Breaking back into jail -- October 11, 2014

Here we go again, the second week in a row, where I’m using a bit of a cheesy phrase. Don’t break back into jail – it is a phrase typically heard when a recently divorced person begins to date too seriously too quickly. Or, at times, when two exes get back together. It is not the nicest comment and it is not intended to be.

 

And so the story goes in sales, where a relationship ends, and then somewhere down the road someone wants to do business together again. Do you not remember why you broke up in the first place? Chasing revenue, to a certain extent, is a sales person’s priority. But, there is a difference in chasing revenue, and ultimately chasing quality relationships that drive revenue. When you break up with a client, you may not want to break back into jail.

 

Even in a global economy the market you sell in tends to be small and so you will inevitably cross paths with a former client. Depending on the reasons why the relationship ended may determine how you treat each other when your paths do cross for a second or third time. Break up’s happen. It is a fact of life when dealing with relationships of all sorts, both personal and professional, when you’re younger or older. I have found, especially in business, to keep meticulous notes about the relationships I have with clients including each individual I encounter.

 

Note taking must always be an important part of a sales person’s role. And, at no other time do your notes come in handy as when a past relationship is called into question. My notes tend to follow a pretty standard pattern. Here is a breakdown of what I track: who are the primary contacts and what are their specific responsibilities; how do I get along with each person; are there any common (non-work related) activities or hobbies; have we dined together; how do we get along on a personal level; have we disagreed and how have disagreements been managed; do compromises tend to be considered fair by both sides; what happens when we do not see eye-to-eye; is the client level headed; and, how do we manage next steps after a disagreement.

 

It may seem like profiling and it is. Trust me, your clients have a profile on you too. The key is making sure you give the business relationship every possible opportunity to succeed. It is only when the relationship must come to an end when these profile notes come in handy. And, more specifically, when there is a possibility of doing business together again. Be careful what you wish for – you may just get it – and end up back in jail.

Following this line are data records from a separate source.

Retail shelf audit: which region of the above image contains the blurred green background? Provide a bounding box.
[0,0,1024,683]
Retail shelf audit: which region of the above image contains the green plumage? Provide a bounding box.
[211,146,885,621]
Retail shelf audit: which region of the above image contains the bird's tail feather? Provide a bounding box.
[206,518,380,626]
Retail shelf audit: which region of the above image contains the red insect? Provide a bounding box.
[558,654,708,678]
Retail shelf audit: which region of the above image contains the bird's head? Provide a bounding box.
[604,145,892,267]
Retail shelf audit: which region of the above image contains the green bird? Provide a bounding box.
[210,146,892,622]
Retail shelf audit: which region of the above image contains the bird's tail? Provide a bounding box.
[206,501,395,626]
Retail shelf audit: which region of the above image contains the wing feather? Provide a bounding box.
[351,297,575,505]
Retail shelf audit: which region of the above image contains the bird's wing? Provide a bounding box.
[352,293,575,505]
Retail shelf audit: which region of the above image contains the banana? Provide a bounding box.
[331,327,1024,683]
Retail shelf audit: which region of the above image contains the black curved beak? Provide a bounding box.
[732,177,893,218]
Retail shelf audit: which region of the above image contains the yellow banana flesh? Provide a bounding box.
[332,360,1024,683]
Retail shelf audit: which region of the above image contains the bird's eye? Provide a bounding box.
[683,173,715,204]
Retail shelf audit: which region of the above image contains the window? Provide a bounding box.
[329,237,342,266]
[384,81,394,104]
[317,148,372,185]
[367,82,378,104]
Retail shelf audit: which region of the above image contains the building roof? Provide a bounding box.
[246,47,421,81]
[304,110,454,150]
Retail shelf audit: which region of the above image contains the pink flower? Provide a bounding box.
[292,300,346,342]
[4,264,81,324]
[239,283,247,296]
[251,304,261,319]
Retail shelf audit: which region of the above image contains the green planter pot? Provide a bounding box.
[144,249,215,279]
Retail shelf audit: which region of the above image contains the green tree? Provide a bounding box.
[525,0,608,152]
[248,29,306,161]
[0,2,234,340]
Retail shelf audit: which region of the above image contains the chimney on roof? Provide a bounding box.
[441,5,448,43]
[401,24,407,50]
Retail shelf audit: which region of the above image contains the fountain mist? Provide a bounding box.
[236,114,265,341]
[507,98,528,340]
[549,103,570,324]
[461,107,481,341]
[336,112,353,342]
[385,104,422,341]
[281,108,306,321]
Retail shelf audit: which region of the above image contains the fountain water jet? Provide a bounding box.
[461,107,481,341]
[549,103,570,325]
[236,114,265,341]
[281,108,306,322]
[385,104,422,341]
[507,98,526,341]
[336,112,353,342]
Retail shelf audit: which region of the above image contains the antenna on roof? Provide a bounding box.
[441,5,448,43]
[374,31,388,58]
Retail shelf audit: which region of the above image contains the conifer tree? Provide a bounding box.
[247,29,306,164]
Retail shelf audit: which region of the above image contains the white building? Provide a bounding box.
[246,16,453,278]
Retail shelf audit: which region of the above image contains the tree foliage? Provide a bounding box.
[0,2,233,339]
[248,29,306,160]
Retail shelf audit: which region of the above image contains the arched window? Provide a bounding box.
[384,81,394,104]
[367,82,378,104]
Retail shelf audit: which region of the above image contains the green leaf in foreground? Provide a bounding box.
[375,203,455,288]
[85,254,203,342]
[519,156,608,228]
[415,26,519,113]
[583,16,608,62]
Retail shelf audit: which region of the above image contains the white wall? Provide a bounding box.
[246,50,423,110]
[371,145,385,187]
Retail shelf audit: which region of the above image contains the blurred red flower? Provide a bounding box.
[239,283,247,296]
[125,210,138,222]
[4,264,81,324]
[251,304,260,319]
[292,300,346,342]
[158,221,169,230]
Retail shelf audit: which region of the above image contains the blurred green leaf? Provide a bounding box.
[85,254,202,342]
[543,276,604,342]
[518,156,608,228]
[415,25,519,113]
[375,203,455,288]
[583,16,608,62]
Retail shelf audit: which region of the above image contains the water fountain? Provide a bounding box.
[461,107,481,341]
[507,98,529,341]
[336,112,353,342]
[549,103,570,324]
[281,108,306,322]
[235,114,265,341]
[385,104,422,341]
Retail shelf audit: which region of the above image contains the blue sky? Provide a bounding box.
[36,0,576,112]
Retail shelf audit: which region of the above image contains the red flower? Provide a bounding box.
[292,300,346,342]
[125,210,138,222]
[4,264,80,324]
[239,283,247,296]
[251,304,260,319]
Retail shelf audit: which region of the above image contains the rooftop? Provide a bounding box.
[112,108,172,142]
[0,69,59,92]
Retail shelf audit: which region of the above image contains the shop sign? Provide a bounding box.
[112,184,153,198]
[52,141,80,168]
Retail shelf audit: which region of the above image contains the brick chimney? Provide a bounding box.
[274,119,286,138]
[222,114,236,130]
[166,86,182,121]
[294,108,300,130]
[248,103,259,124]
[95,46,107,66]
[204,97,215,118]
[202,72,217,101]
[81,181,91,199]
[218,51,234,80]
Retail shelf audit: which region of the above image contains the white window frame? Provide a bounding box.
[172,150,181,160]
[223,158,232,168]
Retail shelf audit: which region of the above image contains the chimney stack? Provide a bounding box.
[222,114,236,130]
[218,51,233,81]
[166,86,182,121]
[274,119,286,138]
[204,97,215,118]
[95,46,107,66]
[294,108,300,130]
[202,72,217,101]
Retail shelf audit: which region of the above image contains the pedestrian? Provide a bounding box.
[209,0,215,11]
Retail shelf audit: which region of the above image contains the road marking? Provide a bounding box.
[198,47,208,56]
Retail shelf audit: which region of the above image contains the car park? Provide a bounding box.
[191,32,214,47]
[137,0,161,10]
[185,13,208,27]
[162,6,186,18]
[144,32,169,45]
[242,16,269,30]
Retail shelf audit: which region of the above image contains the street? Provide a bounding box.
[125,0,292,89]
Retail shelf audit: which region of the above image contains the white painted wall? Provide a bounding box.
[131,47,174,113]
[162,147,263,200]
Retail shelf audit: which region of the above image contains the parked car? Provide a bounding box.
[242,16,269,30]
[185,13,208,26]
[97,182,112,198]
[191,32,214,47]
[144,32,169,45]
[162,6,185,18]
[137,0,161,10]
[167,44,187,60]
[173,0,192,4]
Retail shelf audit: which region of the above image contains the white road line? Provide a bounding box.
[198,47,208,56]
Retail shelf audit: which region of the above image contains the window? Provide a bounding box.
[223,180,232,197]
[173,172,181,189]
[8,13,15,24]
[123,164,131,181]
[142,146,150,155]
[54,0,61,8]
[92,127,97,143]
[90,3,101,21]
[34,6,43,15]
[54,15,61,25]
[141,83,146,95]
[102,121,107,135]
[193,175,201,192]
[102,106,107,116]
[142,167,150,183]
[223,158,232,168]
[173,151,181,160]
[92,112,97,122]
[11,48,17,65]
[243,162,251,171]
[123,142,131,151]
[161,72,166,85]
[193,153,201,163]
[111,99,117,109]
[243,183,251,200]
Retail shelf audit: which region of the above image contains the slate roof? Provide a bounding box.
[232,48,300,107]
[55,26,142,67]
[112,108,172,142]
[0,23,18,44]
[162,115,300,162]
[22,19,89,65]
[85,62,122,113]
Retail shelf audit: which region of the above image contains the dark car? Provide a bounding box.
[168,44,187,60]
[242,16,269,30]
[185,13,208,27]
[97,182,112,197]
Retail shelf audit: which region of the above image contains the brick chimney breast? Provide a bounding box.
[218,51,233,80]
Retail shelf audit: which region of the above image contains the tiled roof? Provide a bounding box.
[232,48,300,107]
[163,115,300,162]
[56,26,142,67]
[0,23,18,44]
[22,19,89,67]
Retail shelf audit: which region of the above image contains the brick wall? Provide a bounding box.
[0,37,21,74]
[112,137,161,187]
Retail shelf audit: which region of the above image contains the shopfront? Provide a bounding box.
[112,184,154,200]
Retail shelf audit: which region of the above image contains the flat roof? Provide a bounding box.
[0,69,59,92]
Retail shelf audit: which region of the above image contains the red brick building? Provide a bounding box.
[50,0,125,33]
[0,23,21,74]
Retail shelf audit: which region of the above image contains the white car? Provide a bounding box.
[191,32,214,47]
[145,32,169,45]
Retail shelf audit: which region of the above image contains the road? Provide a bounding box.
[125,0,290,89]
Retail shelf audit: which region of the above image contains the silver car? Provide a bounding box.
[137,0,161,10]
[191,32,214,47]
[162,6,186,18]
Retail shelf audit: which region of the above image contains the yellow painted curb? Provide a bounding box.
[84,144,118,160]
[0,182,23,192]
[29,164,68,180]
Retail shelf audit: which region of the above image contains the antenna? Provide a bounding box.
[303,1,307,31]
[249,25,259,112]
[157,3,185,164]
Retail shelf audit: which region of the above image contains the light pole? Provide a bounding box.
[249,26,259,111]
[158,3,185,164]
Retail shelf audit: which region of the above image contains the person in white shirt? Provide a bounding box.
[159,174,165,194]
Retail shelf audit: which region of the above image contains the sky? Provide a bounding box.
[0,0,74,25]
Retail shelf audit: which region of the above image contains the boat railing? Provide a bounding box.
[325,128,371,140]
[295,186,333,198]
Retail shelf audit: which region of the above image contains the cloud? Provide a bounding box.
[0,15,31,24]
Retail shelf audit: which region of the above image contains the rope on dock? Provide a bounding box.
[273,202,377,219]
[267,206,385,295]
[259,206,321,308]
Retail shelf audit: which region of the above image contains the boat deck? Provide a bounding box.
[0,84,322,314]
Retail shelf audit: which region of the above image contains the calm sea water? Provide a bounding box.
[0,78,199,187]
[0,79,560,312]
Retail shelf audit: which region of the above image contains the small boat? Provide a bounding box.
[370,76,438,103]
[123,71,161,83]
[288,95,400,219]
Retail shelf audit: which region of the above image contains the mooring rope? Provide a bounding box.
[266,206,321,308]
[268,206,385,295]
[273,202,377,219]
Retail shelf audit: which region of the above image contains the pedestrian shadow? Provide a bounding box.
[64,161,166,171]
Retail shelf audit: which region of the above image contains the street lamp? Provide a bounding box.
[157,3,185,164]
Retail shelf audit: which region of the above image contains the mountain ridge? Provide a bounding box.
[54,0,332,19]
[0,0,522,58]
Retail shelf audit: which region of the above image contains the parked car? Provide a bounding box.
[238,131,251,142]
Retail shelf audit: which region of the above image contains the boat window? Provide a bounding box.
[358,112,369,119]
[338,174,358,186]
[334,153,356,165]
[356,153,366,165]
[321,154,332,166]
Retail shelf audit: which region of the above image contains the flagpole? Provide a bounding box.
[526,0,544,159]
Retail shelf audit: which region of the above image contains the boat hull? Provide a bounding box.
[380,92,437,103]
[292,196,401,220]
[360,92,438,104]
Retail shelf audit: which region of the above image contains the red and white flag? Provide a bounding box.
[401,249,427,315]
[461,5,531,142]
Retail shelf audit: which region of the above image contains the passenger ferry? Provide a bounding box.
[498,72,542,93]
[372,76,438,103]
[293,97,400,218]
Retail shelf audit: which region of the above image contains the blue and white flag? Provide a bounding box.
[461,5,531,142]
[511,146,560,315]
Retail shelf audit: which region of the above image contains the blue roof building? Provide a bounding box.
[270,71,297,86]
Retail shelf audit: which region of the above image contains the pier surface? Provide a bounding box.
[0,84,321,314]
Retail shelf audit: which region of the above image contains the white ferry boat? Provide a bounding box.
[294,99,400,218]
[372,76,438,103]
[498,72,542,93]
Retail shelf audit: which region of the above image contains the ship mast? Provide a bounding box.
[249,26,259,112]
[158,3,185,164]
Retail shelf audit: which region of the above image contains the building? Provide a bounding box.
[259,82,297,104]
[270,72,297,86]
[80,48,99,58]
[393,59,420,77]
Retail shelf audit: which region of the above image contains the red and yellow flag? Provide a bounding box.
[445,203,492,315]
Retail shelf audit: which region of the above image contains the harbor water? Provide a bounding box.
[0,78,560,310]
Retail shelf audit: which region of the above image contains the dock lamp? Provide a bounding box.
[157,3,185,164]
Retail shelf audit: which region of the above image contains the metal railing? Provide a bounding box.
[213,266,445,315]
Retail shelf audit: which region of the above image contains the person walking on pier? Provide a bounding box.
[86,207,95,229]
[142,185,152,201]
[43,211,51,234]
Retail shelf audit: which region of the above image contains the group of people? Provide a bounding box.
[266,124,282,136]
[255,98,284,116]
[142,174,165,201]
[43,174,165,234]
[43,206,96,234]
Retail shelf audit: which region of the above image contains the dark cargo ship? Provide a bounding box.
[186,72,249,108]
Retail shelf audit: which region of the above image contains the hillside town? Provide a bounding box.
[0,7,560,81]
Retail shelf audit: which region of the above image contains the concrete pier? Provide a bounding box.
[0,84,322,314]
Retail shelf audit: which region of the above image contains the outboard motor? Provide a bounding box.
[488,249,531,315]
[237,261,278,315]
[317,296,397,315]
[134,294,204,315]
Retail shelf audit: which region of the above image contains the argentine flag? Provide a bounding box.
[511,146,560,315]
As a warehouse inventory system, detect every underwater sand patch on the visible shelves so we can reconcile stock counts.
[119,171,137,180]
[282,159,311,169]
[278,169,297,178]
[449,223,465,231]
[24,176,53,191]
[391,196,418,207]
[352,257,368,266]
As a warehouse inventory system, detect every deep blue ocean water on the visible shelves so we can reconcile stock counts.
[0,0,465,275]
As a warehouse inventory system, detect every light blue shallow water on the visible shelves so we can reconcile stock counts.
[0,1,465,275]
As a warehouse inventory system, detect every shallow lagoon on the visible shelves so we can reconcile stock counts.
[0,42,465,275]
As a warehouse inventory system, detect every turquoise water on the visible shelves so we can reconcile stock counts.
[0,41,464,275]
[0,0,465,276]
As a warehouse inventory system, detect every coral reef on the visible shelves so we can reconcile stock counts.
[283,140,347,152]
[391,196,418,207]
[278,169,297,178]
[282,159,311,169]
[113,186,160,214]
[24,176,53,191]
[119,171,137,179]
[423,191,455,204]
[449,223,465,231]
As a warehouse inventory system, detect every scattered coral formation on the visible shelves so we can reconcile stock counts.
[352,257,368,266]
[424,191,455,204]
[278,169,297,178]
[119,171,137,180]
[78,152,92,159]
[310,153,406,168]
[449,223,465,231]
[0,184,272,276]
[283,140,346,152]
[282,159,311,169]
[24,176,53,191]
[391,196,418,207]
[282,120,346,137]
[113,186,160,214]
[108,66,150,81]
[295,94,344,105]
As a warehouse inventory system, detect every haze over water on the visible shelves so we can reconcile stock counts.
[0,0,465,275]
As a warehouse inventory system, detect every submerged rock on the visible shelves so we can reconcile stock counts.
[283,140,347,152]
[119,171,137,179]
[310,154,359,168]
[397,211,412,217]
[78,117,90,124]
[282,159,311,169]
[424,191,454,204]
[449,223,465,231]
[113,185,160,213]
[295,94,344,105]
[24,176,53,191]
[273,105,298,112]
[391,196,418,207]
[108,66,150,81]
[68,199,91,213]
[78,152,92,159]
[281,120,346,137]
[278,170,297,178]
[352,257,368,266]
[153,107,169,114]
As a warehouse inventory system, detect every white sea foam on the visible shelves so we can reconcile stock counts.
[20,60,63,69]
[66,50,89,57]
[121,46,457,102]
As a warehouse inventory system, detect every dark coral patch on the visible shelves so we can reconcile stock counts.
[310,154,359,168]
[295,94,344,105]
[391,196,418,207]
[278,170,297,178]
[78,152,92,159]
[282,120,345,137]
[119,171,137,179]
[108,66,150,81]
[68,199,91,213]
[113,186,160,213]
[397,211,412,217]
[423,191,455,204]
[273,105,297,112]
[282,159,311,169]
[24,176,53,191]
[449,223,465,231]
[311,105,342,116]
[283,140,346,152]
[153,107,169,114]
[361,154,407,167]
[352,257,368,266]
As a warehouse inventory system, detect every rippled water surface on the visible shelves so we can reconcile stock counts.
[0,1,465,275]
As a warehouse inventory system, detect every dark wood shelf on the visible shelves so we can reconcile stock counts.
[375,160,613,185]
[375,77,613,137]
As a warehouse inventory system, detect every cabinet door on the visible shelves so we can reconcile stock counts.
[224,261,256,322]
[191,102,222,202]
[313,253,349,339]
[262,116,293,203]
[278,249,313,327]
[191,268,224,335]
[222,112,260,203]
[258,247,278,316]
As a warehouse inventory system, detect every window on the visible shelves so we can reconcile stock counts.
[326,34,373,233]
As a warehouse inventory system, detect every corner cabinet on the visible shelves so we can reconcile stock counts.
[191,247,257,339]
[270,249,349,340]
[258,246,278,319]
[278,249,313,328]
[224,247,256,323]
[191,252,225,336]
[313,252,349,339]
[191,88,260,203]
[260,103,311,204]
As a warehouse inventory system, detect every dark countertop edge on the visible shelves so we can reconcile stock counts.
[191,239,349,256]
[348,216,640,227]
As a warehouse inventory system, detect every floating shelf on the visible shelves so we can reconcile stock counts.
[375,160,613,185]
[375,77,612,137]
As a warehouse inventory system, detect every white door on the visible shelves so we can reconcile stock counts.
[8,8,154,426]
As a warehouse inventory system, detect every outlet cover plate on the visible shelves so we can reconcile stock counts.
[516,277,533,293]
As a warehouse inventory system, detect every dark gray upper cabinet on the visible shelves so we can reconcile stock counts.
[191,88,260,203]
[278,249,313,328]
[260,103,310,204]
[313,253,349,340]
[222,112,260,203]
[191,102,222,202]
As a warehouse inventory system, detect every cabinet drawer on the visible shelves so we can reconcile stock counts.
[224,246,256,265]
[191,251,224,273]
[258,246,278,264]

You had me at goodbye - October 4, 2014

I know the title of this week’s blog is a bit cheesy, sorry about that. I’m sure you’ve heard the play on this title from a famous sports agent movie, but not too sure you’ve heard goodbye. Long before the movie was even released this is a phrase I’ve come to love in the sales world, “you had me at goodbye”. So, now you’re probably asking, “what in the world is he talking about?”

 

Well, I’ll let you in on a little secret that I’ve been using in sales for over 20 years. No matter how good or bad you feel a meeting has been going, the tell-tale sign is the goodbye. I’ve sat through decent meetings that I thought went well until the goodbye. That’s when the decision maker hurried me out the door because of another meeting and barely uttered goodbye. That particular deal never happened. And, in an opposite manner, I very recently had a meeting that I thought was just oaky, but the decision maker provided me with parting words that made it all the worthwhile. Not only did she say goodbye, she referenced several talking points from the meeting, expressed her gratitude for me driving to her office, asked if she could visit my office for the next meeting to meet the team, and wished me well as I walked out of the door. We are now very close to signing the contract.

 

Keep in mind, especially in a first meeting, that saying hello can be awkward. There is sometimes a moment of silence, or the need to break the ice, and then get down to the business of the meeting. Meetings, depending on the topic and attendees, can be quick and easy or long and drawn out. It is your goal as the sales person to remain in control of the meeting, keeping the agenda moving forward, and hoping you’ve kept their attention to move forward toward a signed contract at some point.

 

I have found that when it comes time for goodbye, this is the moment of truth that will set the stage for whether your potential new relationship has legs to stand on. If it appears genuine you’ve done your job. If it appears rehearsed or rushed, keep your fingers crossed.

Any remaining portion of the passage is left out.